* Iron ore fell to the lowest level since June 27
* Mill utilisation rate dropped to 71.13 pct last week
* Production cuts at mills may step up -analysts
BEIJING, Oct 30 (Reuters) - China’s iron ore futures dropped more than 2 percent to a four-month low on Monday and were on track for a second straight monthly drop as concerns grow about waning demand due to Beijing’s winter smog crackdown on steel mills.
The most-active iron ore contract for January delivery on the Dalian Commodity Exchange fell 2.7 percent to 427.5 yuan ($64.34) a tonne by 0247 GMT, after earlier touching 423.5 yuan a tonne, the lowest since June 27. Prices are on track for a 5 percent drop in October.
“Iron ore demand has come under pressure as steel mills stepped up production cuts,” said analysts from Hongyuan Futures in a note.
Last week, the utilisation rate at steel mill blast furnaces across China fell to the lowest level since 2012 at 71.13 percent, and as low as 66.03 percent in the top steelmaking province of Hebei, data from Mysteel consultancy showed.
Tangshan, the country’s top steel-making city, was ordered to make deeper cuts over Oct. 24-27 as adverse weather may worsen the smog.

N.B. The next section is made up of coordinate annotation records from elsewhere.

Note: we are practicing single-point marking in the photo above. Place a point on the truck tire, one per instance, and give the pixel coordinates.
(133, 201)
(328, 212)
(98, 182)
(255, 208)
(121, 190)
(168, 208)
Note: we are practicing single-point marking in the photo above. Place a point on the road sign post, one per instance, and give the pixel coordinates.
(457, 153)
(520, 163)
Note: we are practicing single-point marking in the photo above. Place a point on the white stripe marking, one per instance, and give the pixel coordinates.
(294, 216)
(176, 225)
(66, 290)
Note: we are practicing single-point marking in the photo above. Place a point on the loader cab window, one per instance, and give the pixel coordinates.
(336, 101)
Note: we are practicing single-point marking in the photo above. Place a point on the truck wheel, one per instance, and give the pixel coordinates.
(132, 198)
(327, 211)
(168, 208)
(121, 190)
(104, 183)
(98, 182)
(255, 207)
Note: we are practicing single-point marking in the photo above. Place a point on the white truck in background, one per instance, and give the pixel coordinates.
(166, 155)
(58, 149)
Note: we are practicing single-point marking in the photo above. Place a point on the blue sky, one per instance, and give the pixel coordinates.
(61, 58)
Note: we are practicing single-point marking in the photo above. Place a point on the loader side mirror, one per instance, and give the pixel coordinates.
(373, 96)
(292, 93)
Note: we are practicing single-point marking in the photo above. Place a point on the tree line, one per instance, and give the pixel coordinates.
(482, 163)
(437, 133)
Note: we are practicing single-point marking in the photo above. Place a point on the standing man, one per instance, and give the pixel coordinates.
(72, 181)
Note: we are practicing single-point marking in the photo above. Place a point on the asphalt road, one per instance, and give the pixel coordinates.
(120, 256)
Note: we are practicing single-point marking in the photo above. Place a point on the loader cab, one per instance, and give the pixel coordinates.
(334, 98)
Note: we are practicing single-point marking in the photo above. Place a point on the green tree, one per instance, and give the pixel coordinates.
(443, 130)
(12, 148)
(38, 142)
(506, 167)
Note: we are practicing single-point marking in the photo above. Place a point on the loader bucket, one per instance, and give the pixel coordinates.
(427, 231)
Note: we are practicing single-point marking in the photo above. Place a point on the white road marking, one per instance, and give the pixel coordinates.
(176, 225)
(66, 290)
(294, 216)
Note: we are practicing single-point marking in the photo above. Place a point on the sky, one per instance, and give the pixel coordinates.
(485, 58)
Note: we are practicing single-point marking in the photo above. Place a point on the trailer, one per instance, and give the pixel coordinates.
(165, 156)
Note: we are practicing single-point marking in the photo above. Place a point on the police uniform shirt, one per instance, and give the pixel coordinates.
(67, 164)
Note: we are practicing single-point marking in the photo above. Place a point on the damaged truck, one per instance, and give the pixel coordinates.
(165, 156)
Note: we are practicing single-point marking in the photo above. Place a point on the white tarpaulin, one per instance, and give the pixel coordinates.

More rigorous pollution curbs are expected in November as manufacturers in 28 cities in northern China will be asked to stagger production to reduce pollutant emissions.
Air quality in the Beijing-Tianjin-Hebei region showed no improvement in September compared with last year, according to data from the Ministry of Environmental Protection (MEP), putting more pressure on authorities to meet politically crucial pollution reduction targets.
The most-traded steel rebar futures on the Shanghai Futures Exchange slid 1 percent to 3,583 yuan a tonne.
Spot steel rebar prices fell 0.6 percent to 4,265 yuan a tonne on Friday, according to data from Mysteel website.
“Steel output has been declining due to production cuts amid environmental orders, while demand is unstable as the peak season for construction is over,” said the Hongyuan analysts’ note.
The coking coal contract for January delivery rose 1 percent to 1,114 yuan a tonne. Coke futures slid 0.6 percent to 1,723 yuan a tonne on Monday.
“Demand for raw materials may further decrease ahead of winter as mills might cut stockpiles if production curbs continue stepping up,” said Hongyuan Futures.